Cada vez são mais freqüentes notícias sobre vants. Na semana passada causou sensação o vídeo exibido pelo governo iraniano mostrando o drone americano capturado.  As primeiras notícias sobre sua captura fora motivo de dúvida. Imediatamente Washington alegou que se tratava de um drone que voaria sobre o Afeganistão e ficara fora de controle. Teerã esperou pela explicação americana para então exibir o vídeo  do vant  RQ-170 Sentinel americano,  abatido, acusando os Estados Unidos de espionagem área. Nenhuma novidade, o estoque americano é de mais de dois mil drones, para fins militares, mas igualmente a ser serviço de inteligência, CIA. Não era segredo de que seus aviões não tripulados sobrevoam pontos de interesse. Antes a espionagem do ar era feita por satélites, hoje por drones, como comprova o capturado.
 No tempo da guerra fria a espionar o vasto território soviético era o principal objetivo dos aviões U-2 (isso há cinqüenta anos, em 1960) imunes ao radar.  Os russos, no tempo de Khrushchev, abateram  um U-2 .Os americanos alegaram que se tratava de um avião da NASA em pesquisa  atmosférica.  Os russos esperaram uma semana e então bombasticamente Khrushchev fez a revelação: o piloto do avião espia Gary Powers tinha pulado de para quedas  e feito prisioneiro. Os americanos tiveram que meter o rabo entre as pernas.  O piloto Powers foi condenado, mas depois de cumprir pena de um ano foi trocado por um espião soviético preso nos Estados Unidos.  U-2 virou nome de bandas de rock.

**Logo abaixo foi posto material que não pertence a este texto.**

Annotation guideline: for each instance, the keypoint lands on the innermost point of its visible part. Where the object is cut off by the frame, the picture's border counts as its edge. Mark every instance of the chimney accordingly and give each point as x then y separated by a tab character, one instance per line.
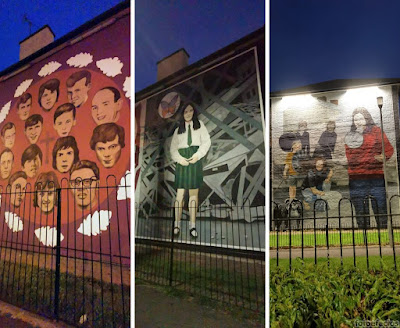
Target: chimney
172	63
35	42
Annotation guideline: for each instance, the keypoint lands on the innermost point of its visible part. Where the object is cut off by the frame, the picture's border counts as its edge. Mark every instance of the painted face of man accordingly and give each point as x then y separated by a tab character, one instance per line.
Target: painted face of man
64	159
104	108
108	152
31	167
188	113
24	109
9	138
46	199
78	93
6	163
48	99
83	183
33	132
64	123
18	188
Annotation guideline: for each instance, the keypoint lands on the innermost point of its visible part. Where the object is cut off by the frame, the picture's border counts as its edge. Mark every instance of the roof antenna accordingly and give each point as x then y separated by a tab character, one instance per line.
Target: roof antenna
26	20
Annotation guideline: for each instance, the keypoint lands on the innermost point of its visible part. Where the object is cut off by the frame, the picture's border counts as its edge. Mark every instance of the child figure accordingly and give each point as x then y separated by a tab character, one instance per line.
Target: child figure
292	168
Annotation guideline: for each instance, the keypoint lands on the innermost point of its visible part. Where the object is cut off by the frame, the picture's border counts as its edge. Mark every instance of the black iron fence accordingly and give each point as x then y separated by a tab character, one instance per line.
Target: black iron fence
224	260
316	235
66	259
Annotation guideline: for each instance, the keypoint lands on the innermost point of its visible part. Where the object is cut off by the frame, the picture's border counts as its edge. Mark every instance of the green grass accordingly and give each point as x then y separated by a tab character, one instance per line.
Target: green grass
335	296
333	238
32	288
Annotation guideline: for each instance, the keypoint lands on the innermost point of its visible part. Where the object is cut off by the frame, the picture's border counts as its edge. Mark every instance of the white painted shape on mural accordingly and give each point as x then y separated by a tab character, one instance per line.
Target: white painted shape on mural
22	87
124	188
127	87
13	221
4	111
80	60
110	66
49	68
48	236
95	223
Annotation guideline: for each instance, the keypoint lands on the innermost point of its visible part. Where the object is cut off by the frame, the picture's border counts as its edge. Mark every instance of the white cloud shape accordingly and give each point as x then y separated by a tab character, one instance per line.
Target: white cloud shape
48	236
49	68
80	60
23	87
94	223
13	221
4	111
110	66
124	188
127	87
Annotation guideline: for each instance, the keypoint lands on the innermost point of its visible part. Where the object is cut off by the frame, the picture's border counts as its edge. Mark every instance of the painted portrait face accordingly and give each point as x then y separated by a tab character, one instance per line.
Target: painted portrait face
319	165
31	167
331	127
360	122
296	146
9	138
6	163
78	93
18	192
46	199
108	152
104	108
24	109
84	182
33	132
64	123
188	113
48	99
65	159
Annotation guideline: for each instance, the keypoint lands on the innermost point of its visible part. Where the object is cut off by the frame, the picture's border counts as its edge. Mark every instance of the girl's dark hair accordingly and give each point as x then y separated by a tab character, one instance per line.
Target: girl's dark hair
196	122
368	118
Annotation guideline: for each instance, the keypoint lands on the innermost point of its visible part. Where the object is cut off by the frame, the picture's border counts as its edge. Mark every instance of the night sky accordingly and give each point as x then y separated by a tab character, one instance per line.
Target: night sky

Com o Irã se repete a mesma estória: o porta-voz  americano declarou que um RQ-170 fugira do controle quando sobrevoava o Afeganistão.  Ora, um vant sem controle caindo em terra ficaria despedaçado. Os iranianos mostraram o drone aparentemente em perfeito estado, ocultando, entretanto, o trem de aterrissagem. Como poderia ter caído sem se despedaçar? Uma explicação seria que os iranianos teriam recebido dos russos ou dos chineses uma tecnologia  muito avançada destinada a interferir no controle dos drones americanos  e ainda fazê-los descer ao solo,  cibertecnologia militar. Os dois países não mantêm relações diplomáticas e a declaração de Obama que já foi feito pedido para a restituição do drone RQ-170 deverá ficar sem resposta.
O clima está confuso.  As acusações contra o Irã se acumulam dia a dia. Alguns observadores lembram que a situação tem alguma semelhança com o ataque japonês a Pearl Harbor, exatamente há 70 anos. Naquela época Washington queria entrar na guerra, mas o Presidente Roosevelt havia prometido que só declararia guerra ao Eixo e ao Japão se seu país fosse atacado.  Provocaram o Japão de todas as maneiras até que a  aviação nipônica  bombardeou Pearl  Harbor. Analistas de hoje comparam a situação de então com a atual: o governo americano  vem provocando o Irã de todas as maneiras, ameaças e bloqueios econômicos. O Irã, antiga Persia,  tem  uma longa história de relações diplomáticas de altos e baixos com os Estados Unidos, diferente do Japão.
 Três vants de fabricação israelense  estão sendo usados  no Brasil para a fiscalização das fronteiras  no combate ao contrabando e às drogas. Nos Estados Unidos até mesmo a policia do estado de Dakota do Norte e da cidade de Los Angeles já utilizam drones em ações contra criminosos, que assim  passam  a constituir uma segunda vigilância além  das câmaras nas ruas.